Wednesday, May 27, 2009

Perfume

What would love inspire me to do? This question keeps circulating in my mind as I consider the actions of Jean-Baptiste Grenouille, and the reactions to him by everyone he meets in the story of a murderer, Perfume. How, when presented with grace and beauty and purity of a rare and pungent variety, does one – do I – respond?

To get there I’ll describe some of how I viewed the scentless Grenouille long before the fierce and troubling climax, pieces of which had been given away when I saw movie previews years ago, arrived. I viewed him with the same suspicion as his wet nurse. I’ve lived in France; I know how it can smell and how each person, although now habitually washed, has an identifiable scent. In the states it’s not nearly so easy to know one’s neighbor’s scent. There is compulsive washing followed by deodorizing and even, at times, perfuming. Mainly people smell like nothing, but it still remains pretty easy to smell their dog.

Now, if everything stank would I know myself distinguished from it? Certainly, I would. I would also know my family members, and a couple other special people whose fragrance has captured my imagination. (I’ve been told it has to do with pheromones.) Although, I will admit that perfume throws me off enormously. I still remember a strange time when I ate my mom’s hand lotion, thinking it should taste as good as it smelled. It didn’t.

Grenouille’s elevated view of his powers was another fascination for me. Of course he should be given extreme approbation for the ability to smell his way around in the dark, to have a perfect memory of each scent he’d ever smelled and the ability to recall it at will, to smell each stage of a daffodil’s demise, to ascertain the color of a child’s hair by her smell, and most of all to combine the essence of each item he admired into perfumes of great persuasion.
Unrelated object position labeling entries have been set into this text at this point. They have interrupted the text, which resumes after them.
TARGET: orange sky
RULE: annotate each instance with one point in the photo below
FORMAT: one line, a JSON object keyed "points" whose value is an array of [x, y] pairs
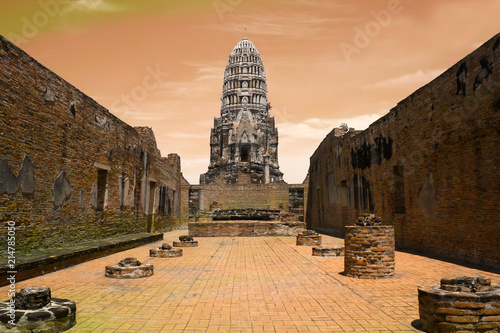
{"points": [[160, 63]]}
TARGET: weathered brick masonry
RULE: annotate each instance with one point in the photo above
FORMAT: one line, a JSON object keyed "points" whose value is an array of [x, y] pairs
{"points": [[70, 171], [430, 167]]}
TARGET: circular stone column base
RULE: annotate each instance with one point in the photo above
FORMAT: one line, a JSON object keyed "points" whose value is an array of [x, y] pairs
{"points": [[369, 252], [308, 239], [129, 268], [443, 309], [185, 244], [321, 251], [58, 316], [161, 253]]}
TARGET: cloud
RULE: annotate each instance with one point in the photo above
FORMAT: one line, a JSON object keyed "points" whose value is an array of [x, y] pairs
{"points": [[296, 25], [318, 128], [92, 6], [418, 78]]}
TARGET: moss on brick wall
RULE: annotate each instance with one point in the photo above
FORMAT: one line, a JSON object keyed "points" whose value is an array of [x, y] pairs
{"points": [[70, 171]]}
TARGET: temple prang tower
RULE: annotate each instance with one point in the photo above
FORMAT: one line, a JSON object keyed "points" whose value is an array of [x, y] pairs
{"points": [[244, 139]]}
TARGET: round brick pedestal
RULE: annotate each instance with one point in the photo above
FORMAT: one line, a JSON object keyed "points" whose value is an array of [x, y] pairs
{"points": [[129, 268], [308, 238], [160, 253], [36, 311], [185, 244], [463, 304], [321, 251], [369, 252]]}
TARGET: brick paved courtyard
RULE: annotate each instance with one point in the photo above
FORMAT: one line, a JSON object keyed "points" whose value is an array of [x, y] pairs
{"points": [[264, 284]]}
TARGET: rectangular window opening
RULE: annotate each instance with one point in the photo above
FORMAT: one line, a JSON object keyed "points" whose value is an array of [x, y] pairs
{"points": [[399, 190], [102, 176]]}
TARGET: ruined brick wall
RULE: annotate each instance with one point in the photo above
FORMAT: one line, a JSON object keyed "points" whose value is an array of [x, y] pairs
{"points": [[429, 167], [86, 174], [257, 196]]}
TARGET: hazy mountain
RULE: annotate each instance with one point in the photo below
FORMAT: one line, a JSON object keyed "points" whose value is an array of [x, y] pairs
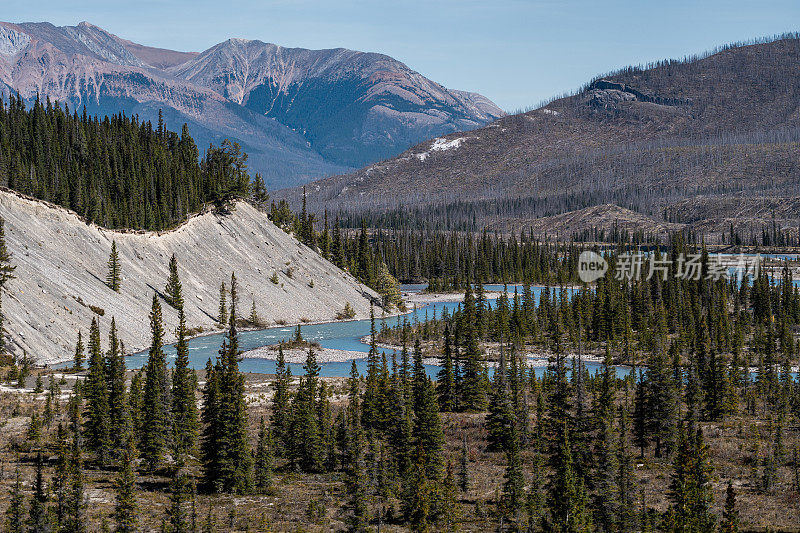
{"points": [[299, 113], [721, 125]]}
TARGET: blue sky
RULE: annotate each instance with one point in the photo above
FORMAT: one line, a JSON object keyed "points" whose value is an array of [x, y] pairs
{"points": [[513, 51]]}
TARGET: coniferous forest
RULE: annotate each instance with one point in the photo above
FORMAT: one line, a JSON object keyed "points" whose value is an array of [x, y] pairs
{"points": [[662, 402]]}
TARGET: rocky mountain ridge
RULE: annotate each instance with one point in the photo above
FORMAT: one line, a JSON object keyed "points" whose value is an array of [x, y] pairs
{"points": [[299, 113]]}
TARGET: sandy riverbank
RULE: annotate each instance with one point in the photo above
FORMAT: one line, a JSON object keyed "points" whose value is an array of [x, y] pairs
{"points": [[324, 355]]}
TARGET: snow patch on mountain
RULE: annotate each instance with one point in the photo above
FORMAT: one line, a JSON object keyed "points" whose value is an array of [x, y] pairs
{"points": [[440, 145]]}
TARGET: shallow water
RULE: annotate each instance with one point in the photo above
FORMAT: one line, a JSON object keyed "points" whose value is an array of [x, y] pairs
{"points": [[335, 335]]}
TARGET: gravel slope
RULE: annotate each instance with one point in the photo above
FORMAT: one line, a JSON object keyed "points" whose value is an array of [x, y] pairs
{"points": [[61, 268]]}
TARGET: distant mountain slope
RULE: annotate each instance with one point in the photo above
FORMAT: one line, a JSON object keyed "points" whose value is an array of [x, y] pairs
{"points": [[642, 138], [353, 107], [298, 113], [61, 270]]}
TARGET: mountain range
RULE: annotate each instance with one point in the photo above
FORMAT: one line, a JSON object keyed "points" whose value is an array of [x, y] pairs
{"points": [[704, 142], [300, 114]]}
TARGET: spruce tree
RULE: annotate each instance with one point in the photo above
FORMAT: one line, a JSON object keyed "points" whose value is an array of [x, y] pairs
{"points": [[98, 415], [500, 419], [234, 472], [263, 458], [177, 517], [119, 413], [6, 268], [173, 290], [446, 382], [427, 430], [567, 499], [279, 420], [473, 386], [184, 405], [15, 514], [730, 516], [38, 517], [79, 353], [125, 505], [114, 276], [307, 447], [210, 417]]}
But Grenouille’s ignorance of his hate, utter lack of any fine feeling for humanity, and overall incapacity to relate to other humans except in condescension, masked as it may be through his complete understanding of character, was baffling. Over and over I wondered how a human can survive with absolutely no support except the nearly magical abilities of his own nose. And what’s more phenomenal was his rather strange decision that he did not wish to survive any longer.

Leading me to ask myself, how would I respond to the wearer of the perfume of life, or, should that be too strong, the perfume of love. Eros, agape, philia, storge, are honest possibilities, or would I respond to the fullest of good emanating from a person with deep selfishness and destruction, the desire to consume such a one? I would desire to answer love with humility and grace. But there’s that niggling doubt that I might, as I did once with my mom’s lotion, seize it and devour my share.

2 comments:

  1. adrian, i love your blogs. they're filled with eloquent language and the way you describe everything makes it almost like I'm experiencing everything.